Sur les hauteurs musicales du Nice Jazz Festival
Article paru dans l'édition du 20.07.10
Le contrebassiste Ron Carter, les chanteuses Nikki Yanofsky et Sharon Jones ouvrent la manifestation en beauté
ans préjuger de la suite du Nice Jazz Festival, organisé du 17 au 24 juillet, le moment de grâce et de subtilité musicienne qu'aura été le concert du trio de Ron Carter, dimanche 18 juillet, est déjà l'un des souvenirs marquants de la probable dernière édition de la manifestation sur le site des Arènes et jardins de Cimiez, dans les hauteurs de la ville.

Le maire UMP, Christian Estrosi, souhaite que le festival regagne le centre-ville (Théâtre de verdure et jardin Albert-1er).
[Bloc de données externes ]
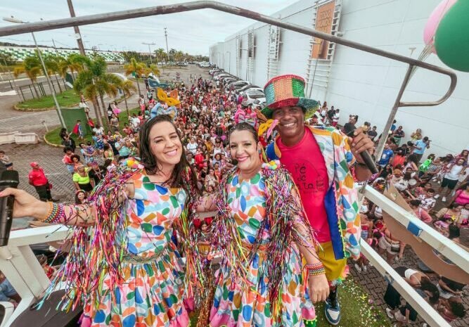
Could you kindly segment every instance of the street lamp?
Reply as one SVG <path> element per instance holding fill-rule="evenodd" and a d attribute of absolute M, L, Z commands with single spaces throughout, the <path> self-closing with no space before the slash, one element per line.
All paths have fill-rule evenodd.
<path fill-rule="evenodd" d="M 230 51 L 225 51 L 225 54 L 226 54 L 226 53 L 230 55 L 229 57 L 228 57 L 228 72 L 231 74 L 231 53 Z M 225 56 L 223 55 L 223 65 L 224 66 L 225 65 L 224 62 L 225 62 Z"/>
<path fill-rule="evenodd" d="M 148 46 L 148 52 L 150 53 L 150 63 L 153 65 L 153 60 L 152 59 L 152 56 L 151 56 L 151 50 L 150 49 L 150 46 L 154 46 L 156 45 L 156 43 L 152 42 L 152 43 L 146 43 L 146 42 L 142 42 L 142 44 L 146 44 Z"/>
<path fill-rule="evenodd" d="M 19 20 L 18 18 L 15 18 L 13 16 L 11 17 L 5 17 L 4 18 L 4 20 L 6 22 L 10 22 L 10 23 L 15 23 L 17 24 L 25 24 L 29 22 L 24 22 L 21 20 Z M 34 33 L 32 32 L 31 32 L 31 35 L 32 35 L 32 39 L 34 41 L 34 45 L 36 46 L 36 50 L 37 50 L 37 54 L 39 56 L 39 60 L 41 60 L 41 64 L 42 65 L 42 68 L 44 70 L 44 75 L 46 75 L 46 79 L 47 80 L 47 84 L 49 85 L 49 88 L 51 90 L 51 92 L 52 92 L 52 98 L 53 98 L 53 102 L 56 103 L 56 109 L 57 110 L 57 114 L 58 115 L 58 119 L 60 121 L 60 124 L 62 125 L 63 127 L 65 127 L 65 129 L 67 128 L 67 126 L 65 125 L 65 122 L 63 120 L 63 117 L 62 117 L 62 113 L 60 112 L 60 107 L 58 105 L 58 101 L 57 101 L 57 97 L 56 96 L 56 91 L 54 90 L 53 87 L 52 86 L 52 83 L 51 82 L 51 79 L 49 77 L 49 74 L 47 73 L 47 69 L 46 68 L 46 64 L 44 64 L 44 60 L 42 59 L 42 55 L 41 53 L 41 50 L 39 49 L 39 47 L 37 46 L 37 42 L 36 41 L 36 37 L 34 37 Z"/>

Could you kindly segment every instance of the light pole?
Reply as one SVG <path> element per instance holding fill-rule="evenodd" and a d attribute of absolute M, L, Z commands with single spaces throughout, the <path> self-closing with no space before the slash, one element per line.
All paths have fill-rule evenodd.
<path fill-rule="evenodd" d="M 29 23 L 29 22 L 23 22 L 21 20 L 15 18 L 13 16 L 4 18 L 4 20 L 5 20 L 6 22 L 15 23 L 18 24 L 25 24 Z M 66 129 L 67 126 L 65 126 L 65 122 L 63 120 L 63 117 L 62 117 L 62 113 L 60 112 L 60 106 L 58 105 L 58 101 L 57 101 L 57 97 L 56 96 L 56 91 L 54 90 L 53 87 L 52 87 L 52 83 L 51 82 L 51 79 L 49 77 L 49 74 L 47 73 L 47 69 L 46 68 L 46 64 L 44 64 L 44 60 L 42 59 L 41 50 L 39 49 L 39 47 L 37 46 L 37 42 L 36 41 L 36 37 L 34 37 L 34 33 L 32 32 L 31 35 L 32 35 L 32 39 L 34 41 L 34 45 L 36 46 L 36 50 L 37 50 L 37 55 L 39 56 L 39 60 L 41 60 L 41 65 L 42 65 L 42 69 L 44 69 L 44 75 L 46 75 L 47 84 L 49 85 L 49 88 L 51 90 L 51 92 L 52 92 L 52 98 L 53 98 L 53 102 L 56 103 L 56 109 L 57 110 L 57 114 L 58 115 L 58 119 L 60 121 L 60 124 L 62 125 L 63 127 L 65 127 Z"/>
<path fill-rule="evenodd" d="M 321 42 L 313 42 L 313 44 L 321 44 Z M 319 61 L 319 53 L 318 52 L 318 57 L 316 58 L 316 63 L 314 64 L 314 71 L 313 72 L 313 80 L 311 82 L 311 89 L 308 93 L 309 98 L 311 98 L 311 94 L 313 93 L 313 86 L 314 85 L 314 78 L 316 77 L 316 69 L 318 68 L 318 62 Z"/>
<path fill-rule="evenodd" d="M 155 43 L 155 42 L 152 42 L 152 43 L 142 42 L 141 44 L 146 44 L 147 46 L 148 46 L 148 52 L 150 53 L 150 63 L 151 63 L 151 64 L 153 65 L 153 60 L 152 57 L 151 57 L 151 50 L 150 49 L 150 46 L 156 45 L 156 43 Z"/>
<path fill-rule="evenodd" d="M 226 53 L 228 53 L 229 55 L 230 55 L 229 57 L 228 57 L 228 72 L 231 74 L 231 52 L 226 51 L 225 54 Z M 224 58 L 224 56 L 223 58 Z"/>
L'appel à candidature de délégation de service public du festival pour les années 2011 à 2013 a été fait en ce sens (Le Monde du dimanche 18-lundi 19 juillet). Il sera clos le 15 septembre. Pour l'heure c'est bien là-haut que ça se passe.

Veste boutonnée et pantalon noir, chemise blanche, cravate à rayures, ils sont impeccables. A gauche, le pianiste Mulgrew Miller, à droite, le guitariste Russell Malone et, au centre, le contrebassiste Ron Carter, 73 ans. Il a toujours l'air d'être le premier surpris de faire sonner sa contrebasse avec ces rondeurs, des graves pleins et vibrants, des harmoniques douces dans les aigus. Il joue bien droit, regarde ses compagnons dans leurs parties solistes, sourit à un changement d'accord, à la reprise du thème. Pas un bruit au sein du public des Arènes durant l'énoncé de Misty par Malone.

Aux anges

Pour la centième fois, la millième fois peut-être, Ron Carter annonce que l'une de ses chansons préférées est My Funny Valentine - dont Chet Baker a probablement donné la version la plus frémissante. Et pour la centième fois, la millième fois peut-être, elle ne ressemble pas à toutes les fois où il l'a jouée. Miller pose la mélodie. Carter cale trois notes sur le premier temps, une autre sur le contretemps du quatrième. Une mesure à vide. Et reprend.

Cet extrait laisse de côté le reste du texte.